Protecting children in danger at the Afghan border
I'm writing from a small town in Afghanistan where around 30 unaccompanied children cross the Iranian border every day.
Running from conflict and poverty, large numbers of young Afghans head to Iran in search of work.
Usually aged between 12 and 17 but sometimes as young as 10 years-old, they're extremely vulnerable.
Once they find work, they're paid very low wages. If they complain to their employers, they're likely to get reported to the authorities and deported back to Afghanistan.
Many are arrested, detained and stripped of their belongings before being sent back to Afghanistan by the Iranian authorities.
With no money and no families, they're seriously vulnerable.
Some may wish to return to their families in Afghanistan, but will have no way of contacting them or paying for transport.
Others will fear returning home empty handed. They may even be owed wages in Iran. For these reasons, many will try to find ways back to Iran.
These children are all at risk of being exploited.
Smugglers pretend to help them but are instead abusive, using them as wage slaves. Unfortunately, many children also face sexual exploitation.
We're at the border right now doing everything we can to break this cycle of abuse and exploitation.

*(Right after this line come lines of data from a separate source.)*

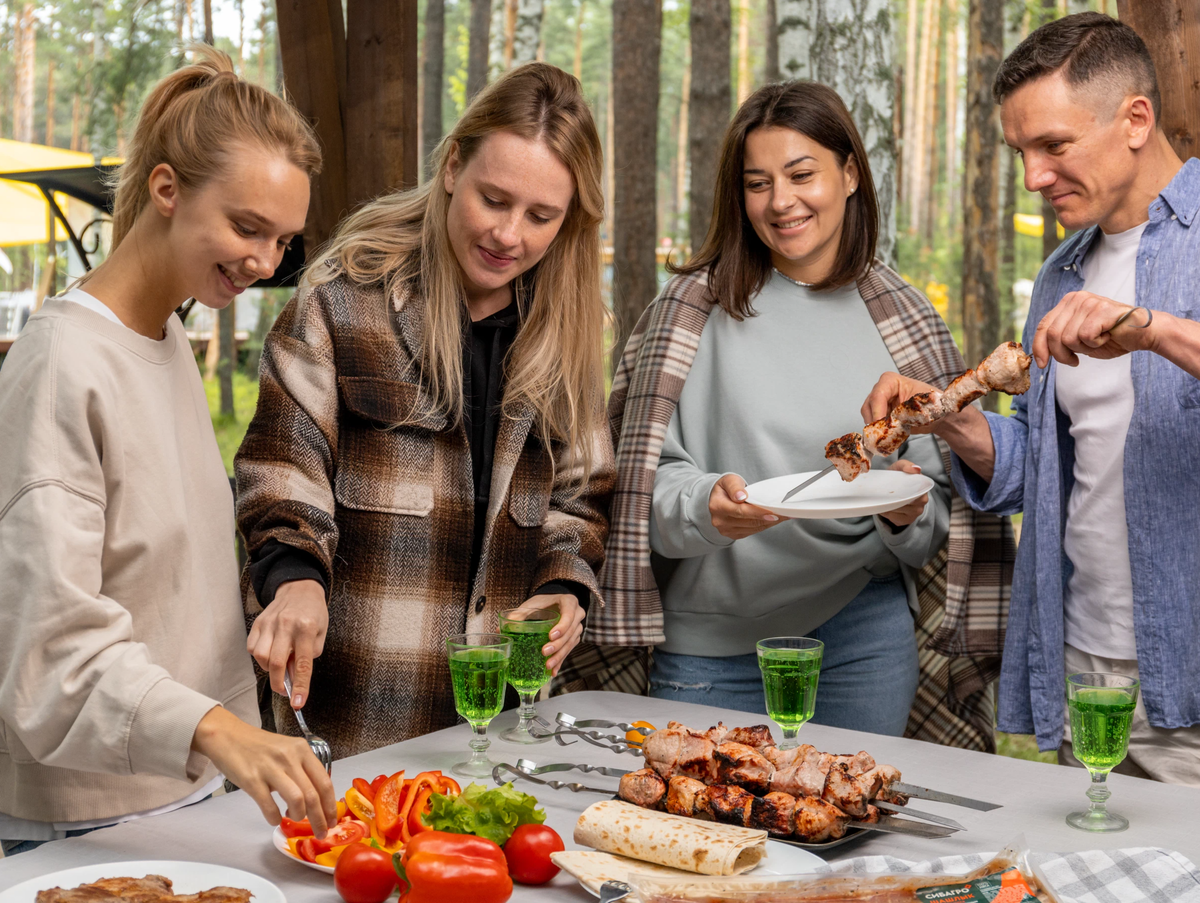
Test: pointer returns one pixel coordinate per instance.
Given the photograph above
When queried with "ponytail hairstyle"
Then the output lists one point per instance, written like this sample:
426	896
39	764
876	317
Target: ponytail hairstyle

At transit centres, we're providing psychological first aid to help children cope with what they've experienced.
Our social workers also help to trace children's families and escort them back to their homes. Once there, they try to speak to families to explain why it's so dangerous for their children to look for work in Iran.
In the first 6 months of the project, we reunited 1,391 children with their families.
Just weeks ago, we were asked to expand our project to another border crossing further South. We're already up and running, reaching children when they're in danger.
In the first three weeks, we've already reunited 60 children with their families. The project is set to continue and we'll be supporting even more children who are forced to make this dangerous crossing.
About the author:
Sam is a Security Advisor at War Child UK. He oversees the security across all of our projects in the Middle East, Asia and Africa and supports in-country operations.